Earth from Apollo 17.
Earth from Apollo 17. REUTERS/NASA

Radioactive decay of uranium, thorium and potassium is responsible for about 50% of the heat coming from the Earth's internal area, a study published in Nature Geoscience has found.

The Earth has cooled since its formation, yet the decay of radiogenic isotopes ... in the planet's interior provides a continuing heat source, the international team of American, Japanese, and Dutch researchers behind the project wrote, redorbit.com reported.
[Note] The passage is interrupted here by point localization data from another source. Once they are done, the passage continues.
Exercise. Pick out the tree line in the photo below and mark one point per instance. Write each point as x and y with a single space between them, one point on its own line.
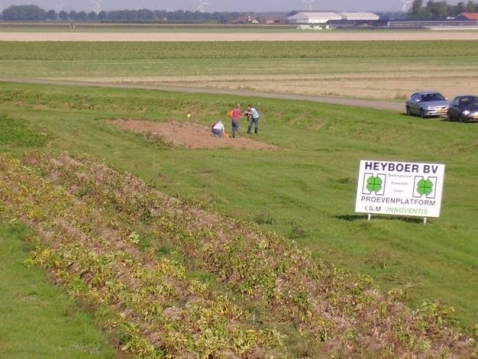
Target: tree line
438 10
35 13
432 10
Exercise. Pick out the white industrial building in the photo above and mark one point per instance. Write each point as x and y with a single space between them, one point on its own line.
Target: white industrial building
313 17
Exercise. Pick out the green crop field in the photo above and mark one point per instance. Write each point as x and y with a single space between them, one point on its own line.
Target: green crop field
79 198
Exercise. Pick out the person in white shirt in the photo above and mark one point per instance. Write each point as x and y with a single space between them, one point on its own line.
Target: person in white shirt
217 129
253 117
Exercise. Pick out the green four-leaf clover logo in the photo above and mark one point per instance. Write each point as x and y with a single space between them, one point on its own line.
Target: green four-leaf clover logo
424 187
374 184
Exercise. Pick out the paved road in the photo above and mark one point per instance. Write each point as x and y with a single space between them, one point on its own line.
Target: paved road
391 106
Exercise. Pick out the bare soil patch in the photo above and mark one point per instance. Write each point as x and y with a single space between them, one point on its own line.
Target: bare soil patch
191 135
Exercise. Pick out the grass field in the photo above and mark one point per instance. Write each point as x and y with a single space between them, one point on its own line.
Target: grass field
303 191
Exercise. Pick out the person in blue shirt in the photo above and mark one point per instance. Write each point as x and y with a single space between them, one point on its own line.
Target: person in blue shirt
253 117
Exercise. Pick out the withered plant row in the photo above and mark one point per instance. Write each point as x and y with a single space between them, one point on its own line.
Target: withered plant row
334 312
150 305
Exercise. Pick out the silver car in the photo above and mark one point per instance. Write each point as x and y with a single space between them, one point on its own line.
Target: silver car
427 104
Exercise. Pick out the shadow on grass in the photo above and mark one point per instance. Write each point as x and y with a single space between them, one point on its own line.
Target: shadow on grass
361 217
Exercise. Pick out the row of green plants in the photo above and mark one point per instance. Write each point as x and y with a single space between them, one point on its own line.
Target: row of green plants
171 279
116 51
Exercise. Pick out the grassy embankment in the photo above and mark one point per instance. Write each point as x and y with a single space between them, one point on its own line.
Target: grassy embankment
304 191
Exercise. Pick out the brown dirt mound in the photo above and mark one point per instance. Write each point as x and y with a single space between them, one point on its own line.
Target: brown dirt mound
190 135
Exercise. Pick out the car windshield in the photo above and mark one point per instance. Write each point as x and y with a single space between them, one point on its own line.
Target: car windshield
433 97
469 100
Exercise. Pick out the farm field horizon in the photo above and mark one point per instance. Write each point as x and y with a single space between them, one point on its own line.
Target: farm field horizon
301 187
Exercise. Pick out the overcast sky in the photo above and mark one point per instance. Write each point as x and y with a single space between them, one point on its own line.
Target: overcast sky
219 5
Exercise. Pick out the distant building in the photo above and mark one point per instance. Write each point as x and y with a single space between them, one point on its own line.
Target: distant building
315 17
467 16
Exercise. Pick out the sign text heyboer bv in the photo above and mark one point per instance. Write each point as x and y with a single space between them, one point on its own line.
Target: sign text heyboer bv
400 188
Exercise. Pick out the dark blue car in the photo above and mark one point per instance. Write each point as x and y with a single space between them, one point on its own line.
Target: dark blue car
463 108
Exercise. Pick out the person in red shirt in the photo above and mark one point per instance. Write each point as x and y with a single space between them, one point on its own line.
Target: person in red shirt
235 115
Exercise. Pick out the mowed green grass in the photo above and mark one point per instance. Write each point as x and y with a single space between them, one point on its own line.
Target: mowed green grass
304 190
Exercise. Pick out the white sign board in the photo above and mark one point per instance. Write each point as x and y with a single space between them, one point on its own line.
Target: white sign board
400 188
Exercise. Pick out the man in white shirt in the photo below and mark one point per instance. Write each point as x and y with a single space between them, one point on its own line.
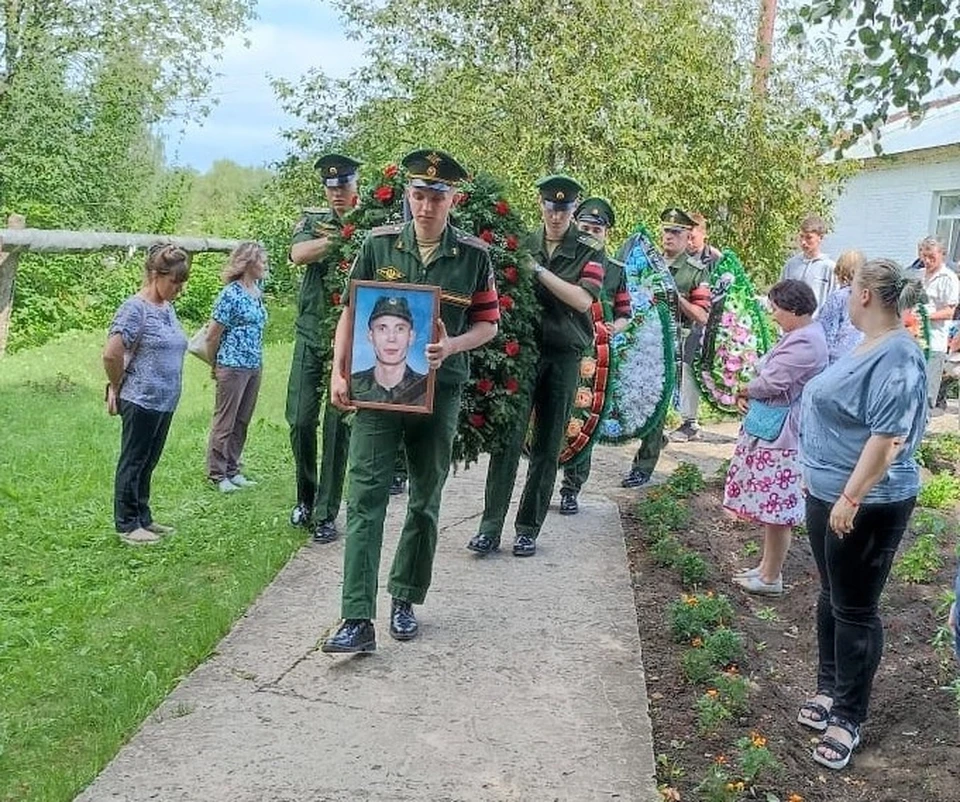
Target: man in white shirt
943 294
813 268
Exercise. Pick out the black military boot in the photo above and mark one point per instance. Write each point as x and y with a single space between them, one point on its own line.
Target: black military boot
568 503
524 546
403 623
483 544
354 635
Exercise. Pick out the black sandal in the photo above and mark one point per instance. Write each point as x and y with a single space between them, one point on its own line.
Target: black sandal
812 708
827 742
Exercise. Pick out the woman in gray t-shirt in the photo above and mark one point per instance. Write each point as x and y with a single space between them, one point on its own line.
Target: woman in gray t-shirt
144 364
861 422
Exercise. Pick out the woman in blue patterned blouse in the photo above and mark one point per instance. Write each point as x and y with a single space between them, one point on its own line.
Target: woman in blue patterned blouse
842 336
236 336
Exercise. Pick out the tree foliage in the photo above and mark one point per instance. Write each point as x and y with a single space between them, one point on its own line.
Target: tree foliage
647 104
906 48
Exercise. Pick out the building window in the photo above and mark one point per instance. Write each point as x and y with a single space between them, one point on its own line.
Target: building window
948 223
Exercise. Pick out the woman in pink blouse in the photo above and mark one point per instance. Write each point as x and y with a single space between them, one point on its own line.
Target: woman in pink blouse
763 481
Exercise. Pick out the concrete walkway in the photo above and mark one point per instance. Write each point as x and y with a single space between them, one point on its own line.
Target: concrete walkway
525 684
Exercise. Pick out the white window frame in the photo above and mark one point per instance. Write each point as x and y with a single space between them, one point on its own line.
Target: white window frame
951 239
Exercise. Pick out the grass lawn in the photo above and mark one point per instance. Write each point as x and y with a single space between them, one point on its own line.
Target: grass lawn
94 633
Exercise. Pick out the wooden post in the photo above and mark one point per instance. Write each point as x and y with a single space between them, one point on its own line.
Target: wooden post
8 276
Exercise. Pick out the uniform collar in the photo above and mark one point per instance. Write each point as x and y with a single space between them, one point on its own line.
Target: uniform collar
567 246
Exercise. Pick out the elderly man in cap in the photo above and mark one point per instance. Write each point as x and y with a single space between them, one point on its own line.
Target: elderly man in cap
318 499
693 298
426 250
390 379
568 269
595 217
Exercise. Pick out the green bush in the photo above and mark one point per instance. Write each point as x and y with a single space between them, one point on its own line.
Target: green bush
696 615
941 492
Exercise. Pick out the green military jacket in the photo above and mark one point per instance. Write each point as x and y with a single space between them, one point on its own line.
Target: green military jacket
460 267
312 305
579 260
412 389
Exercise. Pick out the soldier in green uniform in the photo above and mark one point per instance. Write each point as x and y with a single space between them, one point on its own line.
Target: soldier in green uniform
595 217
689 274
318 500
568 269
427 250
390 380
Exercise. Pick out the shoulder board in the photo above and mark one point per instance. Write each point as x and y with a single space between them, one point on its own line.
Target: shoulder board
382 231
468 239
592 242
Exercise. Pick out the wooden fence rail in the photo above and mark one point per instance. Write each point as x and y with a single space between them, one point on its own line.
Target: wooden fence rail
16 239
Further, the current total heat flux from the Earth to space is approximately 44.2 terawatts but the relative contributions from residual primordial heat and radiogenic decay remain uncertain.

In other words, the Earth, which scientists estimate is more than 4.5 billion years old, is still in the process of cooling.
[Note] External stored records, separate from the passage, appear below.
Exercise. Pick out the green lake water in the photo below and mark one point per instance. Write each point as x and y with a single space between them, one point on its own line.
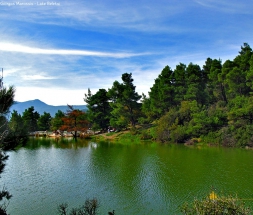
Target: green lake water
145 178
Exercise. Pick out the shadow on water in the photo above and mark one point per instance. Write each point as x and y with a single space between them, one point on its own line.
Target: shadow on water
62 143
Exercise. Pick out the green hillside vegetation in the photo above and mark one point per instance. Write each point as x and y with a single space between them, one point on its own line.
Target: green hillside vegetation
210 105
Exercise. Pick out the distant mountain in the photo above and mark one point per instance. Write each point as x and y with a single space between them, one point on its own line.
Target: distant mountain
42 107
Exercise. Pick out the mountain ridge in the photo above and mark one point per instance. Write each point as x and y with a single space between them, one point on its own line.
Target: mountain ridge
42 107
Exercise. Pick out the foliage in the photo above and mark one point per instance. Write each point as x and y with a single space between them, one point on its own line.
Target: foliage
57 121
74 121
214 103
219 206
6 101
90 207
30 117
44 122
18 134
98 109
124 102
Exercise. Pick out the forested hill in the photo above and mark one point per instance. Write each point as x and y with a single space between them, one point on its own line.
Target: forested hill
42 107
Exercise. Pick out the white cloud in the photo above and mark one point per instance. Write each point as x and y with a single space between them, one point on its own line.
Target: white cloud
36 77
11 47
232 6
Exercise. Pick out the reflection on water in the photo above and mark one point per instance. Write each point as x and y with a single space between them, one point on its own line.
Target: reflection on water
131 179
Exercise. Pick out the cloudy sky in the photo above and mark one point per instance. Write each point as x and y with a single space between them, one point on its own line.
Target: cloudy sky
55 50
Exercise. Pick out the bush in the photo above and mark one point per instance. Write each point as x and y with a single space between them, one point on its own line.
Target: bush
217 206
90 207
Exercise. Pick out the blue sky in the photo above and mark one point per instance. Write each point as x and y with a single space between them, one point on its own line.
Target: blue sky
55 52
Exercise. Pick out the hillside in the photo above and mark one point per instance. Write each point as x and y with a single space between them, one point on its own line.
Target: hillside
42 107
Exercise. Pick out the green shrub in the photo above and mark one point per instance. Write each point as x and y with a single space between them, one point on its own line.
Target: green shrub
217 206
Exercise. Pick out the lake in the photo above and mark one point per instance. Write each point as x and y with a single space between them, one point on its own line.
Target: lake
146 178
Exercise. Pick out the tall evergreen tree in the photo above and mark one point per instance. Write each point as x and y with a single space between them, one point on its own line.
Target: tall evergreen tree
124 102
30 117
6 101
44 121
98 109
162 92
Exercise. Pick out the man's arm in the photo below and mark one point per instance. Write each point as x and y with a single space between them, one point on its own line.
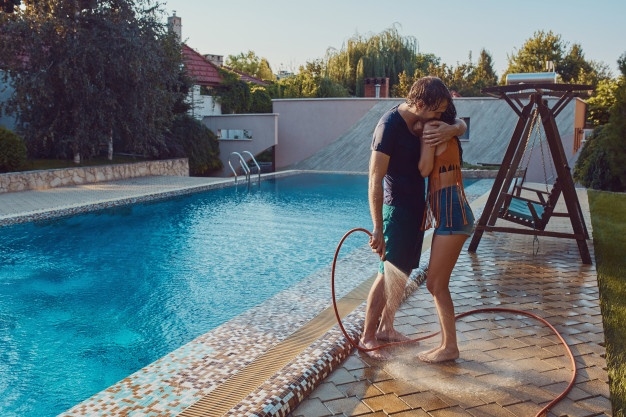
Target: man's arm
437 132
379 162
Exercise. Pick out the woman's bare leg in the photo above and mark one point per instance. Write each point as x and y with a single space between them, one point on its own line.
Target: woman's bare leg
444 253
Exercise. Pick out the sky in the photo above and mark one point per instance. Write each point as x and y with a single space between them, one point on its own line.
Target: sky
289 33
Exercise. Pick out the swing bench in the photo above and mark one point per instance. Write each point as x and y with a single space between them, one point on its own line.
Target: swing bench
532 211
513 200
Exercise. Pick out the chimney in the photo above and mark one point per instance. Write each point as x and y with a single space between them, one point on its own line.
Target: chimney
175 25
377 87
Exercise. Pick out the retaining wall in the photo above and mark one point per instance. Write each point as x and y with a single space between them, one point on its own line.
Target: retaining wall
44 179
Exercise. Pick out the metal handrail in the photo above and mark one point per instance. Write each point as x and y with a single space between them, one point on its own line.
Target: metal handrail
244 166
258 168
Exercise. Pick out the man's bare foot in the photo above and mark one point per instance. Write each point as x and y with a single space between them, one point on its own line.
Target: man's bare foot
391 336
439 355
372 349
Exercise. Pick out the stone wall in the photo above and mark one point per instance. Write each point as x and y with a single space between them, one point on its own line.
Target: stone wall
44 179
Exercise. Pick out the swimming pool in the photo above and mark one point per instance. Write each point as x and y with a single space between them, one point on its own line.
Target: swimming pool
87 300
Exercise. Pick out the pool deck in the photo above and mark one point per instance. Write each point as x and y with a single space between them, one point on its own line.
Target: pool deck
287 357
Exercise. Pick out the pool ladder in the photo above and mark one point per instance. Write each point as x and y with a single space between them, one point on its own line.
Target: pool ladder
244 166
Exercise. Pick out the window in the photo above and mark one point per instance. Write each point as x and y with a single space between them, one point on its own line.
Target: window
225 134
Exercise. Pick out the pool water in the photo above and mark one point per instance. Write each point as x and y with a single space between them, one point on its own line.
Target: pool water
89 299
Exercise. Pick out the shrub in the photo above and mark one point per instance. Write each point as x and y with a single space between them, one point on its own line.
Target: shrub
192 139
12 151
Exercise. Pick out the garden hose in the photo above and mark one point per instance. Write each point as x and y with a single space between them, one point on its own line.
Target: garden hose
355 343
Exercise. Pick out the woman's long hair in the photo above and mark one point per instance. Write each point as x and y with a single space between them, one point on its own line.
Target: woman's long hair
449 117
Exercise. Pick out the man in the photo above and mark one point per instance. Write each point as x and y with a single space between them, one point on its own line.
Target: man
396 195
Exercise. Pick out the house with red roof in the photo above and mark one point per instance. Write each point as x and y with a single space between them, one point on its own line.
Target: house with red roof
203 70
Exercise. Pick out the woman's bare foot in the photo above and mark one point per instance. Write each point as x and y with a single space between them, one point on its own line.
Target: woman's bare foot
391 336
439 355
372 349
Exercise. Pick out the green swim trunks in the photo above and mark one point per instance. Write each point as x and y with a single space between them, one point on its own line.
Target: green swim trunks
403 237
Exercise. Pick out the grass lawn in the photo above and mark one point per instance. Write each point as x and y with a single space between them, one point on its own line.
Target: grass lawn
608 219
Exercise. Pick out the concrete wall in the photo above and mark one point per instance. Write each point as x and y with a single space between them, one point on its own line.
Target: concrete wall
44 179
336 145
306 126
261 134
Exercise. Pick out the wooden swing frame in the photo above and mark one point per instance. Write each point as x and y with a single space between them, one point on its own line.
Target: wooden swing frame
534 213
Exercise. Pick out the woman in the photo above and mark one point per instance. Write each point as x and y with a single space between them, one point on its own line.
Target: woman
448 211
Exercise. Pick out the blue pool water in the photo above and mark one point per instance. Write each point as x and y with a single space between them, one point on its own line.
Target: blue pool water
89 299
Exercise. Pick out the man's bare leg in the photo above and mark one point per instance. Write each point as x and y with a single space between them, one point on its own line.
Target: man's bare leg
395 284
375 305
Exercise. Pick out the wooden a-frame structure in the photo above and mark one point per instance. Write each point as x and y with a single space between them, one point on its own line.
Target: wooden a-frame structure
500 196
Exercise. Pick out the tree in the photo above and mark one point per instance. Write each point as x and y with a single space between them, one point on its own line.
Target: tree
482 75
251 64
8 6
384 55
89 74
310 82
536 53
602 161
233 94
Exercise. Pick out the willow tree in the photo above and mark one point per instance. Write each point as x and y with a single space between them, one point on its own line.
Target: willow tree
383 55
87 73
537 54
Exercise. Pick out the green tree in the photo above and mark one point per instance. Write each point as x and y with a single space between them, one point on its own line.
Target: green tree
536 53
600 104
481 75
233 94
251 64
260 100
89 74
310 82
602 161
383 55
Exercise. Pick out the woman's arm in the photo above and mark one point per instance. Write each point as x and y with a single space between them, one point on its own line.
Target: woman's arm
437 132
427 158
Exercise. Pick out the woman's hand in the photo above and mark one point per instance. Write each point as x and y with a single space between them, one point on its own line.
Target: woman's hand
437 132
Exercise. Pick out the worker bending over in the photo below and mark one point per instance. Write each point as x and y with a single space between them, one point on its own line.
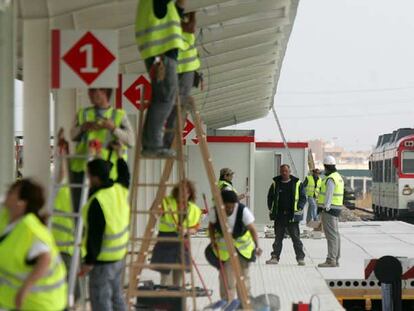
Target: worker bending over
330 201
32 274
169 226
159 37
106 218
226 182
241 223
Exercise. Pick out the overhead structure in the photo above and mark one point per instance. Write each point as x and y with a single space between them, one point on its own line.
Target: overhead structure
241 42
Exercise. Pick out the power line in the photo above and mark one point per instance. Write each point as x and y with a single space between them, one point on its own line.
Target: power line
345 91
348 116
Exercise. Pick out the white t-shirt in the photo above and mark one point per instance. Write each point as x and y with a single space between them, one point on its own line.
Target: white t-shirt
38 247
247 218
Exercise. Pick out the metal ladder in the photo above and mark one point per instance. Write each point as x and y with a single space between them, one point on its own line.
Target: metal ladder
137 259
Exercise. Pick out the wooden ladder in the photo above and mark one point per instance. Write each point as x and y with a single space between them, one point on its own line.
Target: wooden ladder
138 258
In all, the roughly 44 trillion watts of heat continually flow from the Earth's interior into space. The 44 terawatts works out to 44,000 billion watts, economictimes.indiatimes.com reported. That heat is hot enough to melt iron ore in the outer core, among other physical achievements.

Scientists in the Japan-based KamLAND (Kamioka Liquid-scintillator Antineutrino Detector) collaboration first showed that there was a way to measure the contribution directly.

Previous estimates of what scientists call radiogenic heat are roughly the same as the new figure, but they were based on the inferences of Earth's chemical composition derived from analyses of meteorites, news.sciencemag.org reported.